Trick Baby And How It Ranks As A Blaxploitation Film

By Sandra Mitchell


Films in the Blaxploitation genre can have unusual or common themes central to their plots. But often, and with the best of them, they usually nod at issues that are traditional elements of African American societies. These are different from usual exploitation films, which tend to be very derogatory about its subjects.

There was a film released in 1972 that might have been so good as to have really defined the genre. This film was entitled Trick Baby, from the novel of the same name, written by a former African American pimp named Iceberg Slim. It is a novel that was intensely written, but the movie failed to be interesting enough in this way, watered down.

This movie is about two friends living and operating in Philadelphia, where they make a living deceiving people. The characters are called Blue Howard and White Folks, and being half white, folks could be somebody that is white. This fact helps them in their adventures to con people, and the movie is about their plan for their biggest con to date.

The racial tensions obviously propel this plot, but then it can be expected from the work of an author with very intense experiences in the African underworld, and his books were even bestsellers in his genre. Delineation of character was present in a watered down sense, and Folks was especially cited for having a ho hum and forgettable performance. There was no focus on being black and male, and that was something that could have really made the difference.

Folks is a product of the mating of a white man and a black prostitute, and so it became the title. It is an accident that is a focus in both works, but critics said that the book was very intense while the feature was not quite there. But then the production just went with the need for Hollywood products to work with easier subjects for film.

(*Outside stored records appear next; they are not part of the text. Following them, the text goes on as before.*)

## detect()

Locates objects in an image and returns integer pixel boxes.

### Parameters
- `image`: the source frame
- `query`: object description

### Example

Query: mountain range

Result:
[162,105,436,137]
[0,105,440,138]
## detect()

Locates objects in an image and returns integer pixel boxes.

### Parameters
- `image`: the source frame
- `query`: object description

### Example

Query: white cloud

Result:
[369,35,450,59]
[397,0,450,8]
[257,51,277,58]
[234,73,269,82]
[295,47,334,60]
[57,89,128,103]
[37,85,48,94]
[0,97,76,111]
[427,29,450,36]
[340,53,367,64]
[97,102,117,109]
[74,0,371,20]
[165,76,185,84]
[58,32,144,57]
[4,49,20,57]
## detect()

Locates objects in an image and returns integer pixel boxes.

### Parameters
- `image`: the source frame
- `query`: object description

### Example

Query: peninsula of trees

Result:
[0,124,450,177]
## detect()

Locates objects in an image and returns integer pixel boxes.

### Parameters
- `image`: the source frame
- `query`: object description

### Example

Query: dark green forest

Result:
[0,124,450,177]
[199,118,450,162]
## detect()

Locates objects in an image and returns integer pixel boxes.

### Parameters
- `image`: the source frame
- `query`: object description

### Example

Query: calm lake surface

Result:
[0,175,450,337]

In this sense, the movie might be forgiven its being unable to really take advantage of the intensely dramatic idea of a biracial conman. However, no conflicts or friction arise from this, especially between Howard and Folks, and their relationship is mostly about the easier time they have of being able to get away with crimes. The cliched theme of black criminality was chosen above everything else.

Films from Hollywood will tend to be dehumanizing, concentrating more on great visuals than focusing on the story elements. This defect is something that is still present, and so whatever films there are that are found meritorious in a story sense will not end up successful, in comparison to those that tend to con people.

The con being hatched by the two friends is nearly stopped on its tracks by the Mafia and a crooked cop. This twist is so cliched that most film goers can predict the ending, but even with critics howling, it is a thing beloved by producers. As with many features, the main point was overtaken by concerns about box office success in the end.

The director for the movie was Larry Yust, who soft focused the many things that could have made it unacceptable with the general public. This organism is a very sensitive one that also allows and condones so many blasphemies. The Blaxploitation film can be very discomforting, and so the elements that make it so are often taken out.